Accordingly, for Best Diets 2012, U.S. News has added a new Easiest Diets to Follow set of rankings to six others, from Best Diets Overall to Best Weight-Loss Diets, that we published in 2011. The new rankings rely on the expert panel’s ratings of each of 25 popular diets from 5 (best) to 1 (worst) depending on how much difficulty the judges thought dieters would have in getting used to a diet, how much taste appeal they felt it would offer, how full they believed it would make dieters feel, and how many rules would have to be obeyed.

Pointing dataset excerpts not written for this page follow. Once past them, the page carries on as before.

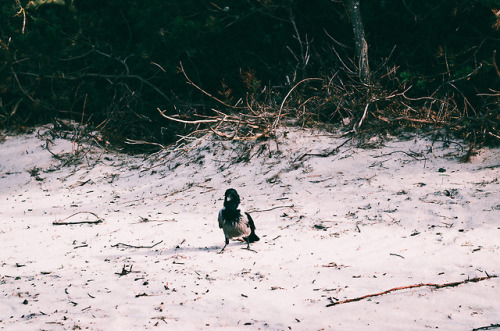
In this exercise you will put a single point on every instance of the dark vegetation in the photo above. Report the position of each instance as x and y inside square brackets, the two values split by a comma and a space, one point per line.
[240, 68]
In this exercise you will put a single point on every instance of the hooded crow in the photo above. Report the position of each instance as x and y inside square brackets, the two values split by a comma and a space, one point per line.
[234, 222]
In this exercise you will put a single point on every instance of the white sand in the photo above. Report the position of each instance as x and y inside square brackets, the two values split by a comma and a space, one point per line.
[358, 222]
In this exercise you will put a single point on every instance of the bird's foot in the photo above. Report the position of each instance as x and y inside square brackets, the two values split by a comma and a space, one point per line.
[249, 249]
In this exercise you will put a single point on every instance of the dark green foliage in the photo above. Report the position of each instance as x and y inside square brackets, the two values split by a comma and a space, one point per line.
[113, 63]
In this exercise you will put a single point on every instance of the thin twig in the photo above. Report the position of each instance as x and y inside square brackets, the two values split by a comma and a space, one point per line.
[437, 286]
[275, 124]
[202, 90]
[61, 222]
[327, 154]
[273, 208]
[132, 246]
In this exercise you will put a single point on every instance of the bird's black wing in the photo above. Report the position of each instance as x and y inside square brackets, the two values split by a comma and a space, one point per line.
[250, 222]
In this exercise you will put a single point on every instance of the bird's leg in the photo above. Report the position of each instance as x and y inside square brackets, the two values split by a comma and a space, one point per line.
[248, 245]
[222, 250]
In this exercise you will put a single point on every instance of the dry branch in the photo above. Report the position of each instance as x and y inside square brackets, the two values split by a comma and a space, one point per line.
[61, 222]
[132, 246]
[437, 286]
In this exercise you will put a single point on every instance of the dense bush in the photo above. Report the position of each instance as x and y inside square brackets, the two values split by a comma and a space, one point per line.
[112, 64]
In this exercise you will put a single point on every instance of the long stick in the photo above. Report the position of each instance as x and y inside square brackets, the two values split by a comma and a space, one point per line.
[473, 280]
[61, 222]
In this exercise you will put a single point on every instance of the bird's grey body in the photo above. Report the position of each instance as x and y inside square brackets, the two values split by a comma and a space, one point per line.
[234, 221]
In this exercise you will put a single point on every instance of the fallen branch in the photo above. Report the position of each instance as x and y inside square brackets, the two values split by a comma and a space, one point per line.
[273, 208]
[437, 286]
[132, 246]
[327, 154]
[61, 222]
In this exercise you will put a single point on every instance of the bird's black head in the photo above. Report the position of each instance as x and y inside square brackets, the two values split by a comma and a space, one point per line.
[231, 199]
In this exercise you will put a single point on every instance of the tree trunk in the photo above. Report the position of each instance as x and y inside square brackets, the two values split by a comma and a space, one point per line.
[353, 7]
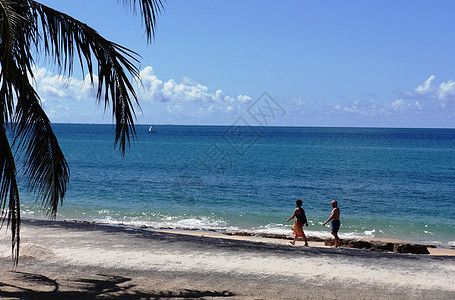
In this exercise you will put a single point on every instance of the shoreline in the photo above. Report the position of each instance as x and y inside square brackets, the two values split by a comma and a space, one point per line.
[83, 260]
[282, 239]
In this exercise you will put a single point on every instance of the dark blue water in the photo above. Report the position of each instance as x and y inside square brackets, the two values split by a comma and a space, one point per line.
[388, 182]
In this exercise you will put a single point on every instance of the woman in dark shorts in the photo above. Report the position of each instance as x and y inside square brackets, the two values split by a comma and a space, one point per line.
[335, 218]
[300, 220]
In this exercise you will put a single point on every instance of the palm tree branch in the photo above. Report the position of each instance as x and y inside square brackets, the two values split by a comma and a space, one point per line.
[45, 166]
[9, 193]
[150, 9]
[62, 34]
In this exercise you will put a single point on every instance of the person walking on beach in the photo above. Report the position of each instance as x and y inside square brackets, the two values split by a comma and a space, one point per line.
[300, 220]
[335, 218]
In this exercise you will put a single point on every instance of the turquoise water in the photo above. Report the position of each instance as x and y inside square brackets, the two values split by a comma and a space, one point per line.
[395, 183]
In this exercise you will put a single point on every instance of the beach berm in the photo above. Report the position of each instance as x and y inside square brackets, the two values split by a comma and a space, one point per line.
[85, 260]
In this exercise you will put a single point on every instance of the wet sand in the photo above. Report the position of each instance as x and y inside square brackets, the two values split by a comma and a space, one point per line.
[66, 260]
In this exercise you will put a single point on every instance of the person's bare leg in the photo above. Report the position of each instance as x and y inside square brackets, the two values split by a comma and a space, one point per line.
[336, 241]
[305, 239]
[295, 239]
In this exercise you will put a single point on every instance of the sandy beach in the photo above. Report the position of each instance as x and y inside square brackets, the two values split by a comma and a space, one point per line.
[66, 260]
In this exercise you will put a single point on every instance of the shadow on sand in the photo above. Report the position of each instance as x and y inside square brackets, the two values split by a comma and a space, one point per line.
[36, 286]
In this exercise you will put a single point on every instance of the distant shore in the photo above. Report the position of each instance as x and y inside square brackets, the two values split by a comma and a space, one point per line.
[84, 260]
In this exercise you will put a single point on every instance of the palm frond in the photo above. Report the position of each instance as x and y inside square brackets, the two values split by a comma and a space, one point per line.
[61, 34]
[9, 193]
[45, 165]
[150, 9]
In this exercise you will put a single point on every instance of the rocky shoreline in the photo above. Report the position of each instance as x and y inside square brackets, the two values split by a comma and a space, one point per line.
[379, 246]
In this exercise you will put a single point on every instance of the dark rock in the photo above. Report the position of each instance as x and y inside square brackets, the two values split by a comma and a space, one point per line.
[410, 248]
[242, 233]
[359, 244]
[379, 246]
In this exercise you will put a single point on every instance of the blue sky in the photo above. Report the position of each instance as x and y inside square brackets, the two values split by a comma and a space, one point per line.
[327, 63]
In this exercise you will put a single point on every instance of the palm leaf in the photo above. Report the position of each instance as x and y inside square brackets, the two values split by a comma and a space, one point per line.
[9, 193]
[149, 12]
[45, 165]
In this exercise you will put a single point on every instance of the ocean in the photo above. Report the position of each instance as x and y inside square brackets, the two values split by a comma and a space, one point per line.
[389, 183]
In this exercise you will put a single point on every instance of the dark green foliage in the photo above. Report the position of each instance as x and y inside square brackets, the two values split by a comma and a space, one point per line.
[28, 28]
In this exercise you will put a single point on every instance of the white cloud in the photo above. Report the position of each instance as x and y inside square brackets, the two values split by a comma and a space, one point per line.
[426, 86]
[153, 89]
[445, 92]
[162, 101]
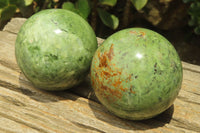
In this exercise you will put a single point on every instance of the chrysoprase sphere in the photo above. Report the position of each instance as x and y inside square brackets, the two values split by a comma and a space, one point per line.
[136, 73]
[54, 49]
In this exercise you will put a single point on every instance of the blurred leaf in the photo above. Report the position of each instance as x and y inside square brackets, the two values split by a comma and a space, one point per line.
[14, 2]
[186, 1]
[139, 4]
[197, 30]
[108, 2]
[7, 12]
[27, 2]
[83, 7]
[108, 19]
[69, 6]
[3, 3]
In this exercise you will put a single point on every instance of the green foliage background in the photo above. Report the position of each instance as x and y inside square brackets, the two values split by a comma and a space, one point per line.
[90, 10]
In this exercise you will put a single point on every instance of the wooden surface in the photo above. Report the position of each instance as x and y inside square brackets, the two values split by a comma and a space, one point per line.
[25, 109]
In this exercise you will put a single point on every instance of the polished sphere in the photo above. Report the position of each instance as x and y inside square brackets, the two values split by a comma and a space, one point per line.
[136, 73]
[54, 49]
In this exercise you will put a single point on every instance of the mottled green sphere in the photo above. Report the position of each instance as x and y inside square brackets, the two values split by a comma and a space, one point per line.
[136, 73]
[54, 49]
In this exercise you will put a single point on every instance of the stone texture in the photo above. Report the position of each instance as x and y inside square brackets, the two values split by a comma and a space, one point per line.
[54, 49]
[136, 73]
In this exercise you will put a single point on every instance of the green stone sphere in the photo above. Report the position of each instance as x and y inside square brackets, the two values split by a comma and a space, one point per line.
[136, 73]
[54, 49]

The experts put Weight Watchers at the top of the Easiest to Follow standings. They liked that it’s flexible, tasty, and allows for plenty of eating throughout the day-nothing is off limits, and there’s no need for dieters to go hungry. Weight Watchers was followed by Jenny Craig, the Mediterranean diet, Slim-Fast, and Volumetrics. Here’s a behind-the-curtains look at what the experts were asked to consider. They apply to any diet, not just the 25 we ranked.
Initial adjustment. One day you’re living on pasta, white bread, chicken wings, and potato chips. The next it’s lean chicken breast, green vegetables, and quinoa. Any diet inevitably changes meal and snack habits. But a plan that eases you into a new way of eating, still allows for the occasional splurge, and doesn’t exclude entire food groups is easier to follow than one that puts you in a dietary straitjacket. “A diet is much more doable if it allows for most foods-even treats-in appropriate amounts,” Giancoli says. “Depriving yourself often backfires.”
The experts lauded diets like Weight Watchers and Volumetrics, which don’t take entire categories of food off the table. And they liked the Abs diet’s weekly “cheat day,” when you can indulge yourself however you want. Mediterranean dieters are encouraged to have a glass or two of wine each day, so you don’t suddenly have to scrub all alcohol from your routine. Less-than-stellar marks went to the rules-driven Dukan diet, which is extremely restrictive, labeling even the slightest slip-up a destructive mistake. And Paleo dieters must eliminate anything the cavemen didn’t eat-including refined sugar, dairy, legumes, and grains. Suddenly flipping the switch to off makes sticking to a diet significantly less likely.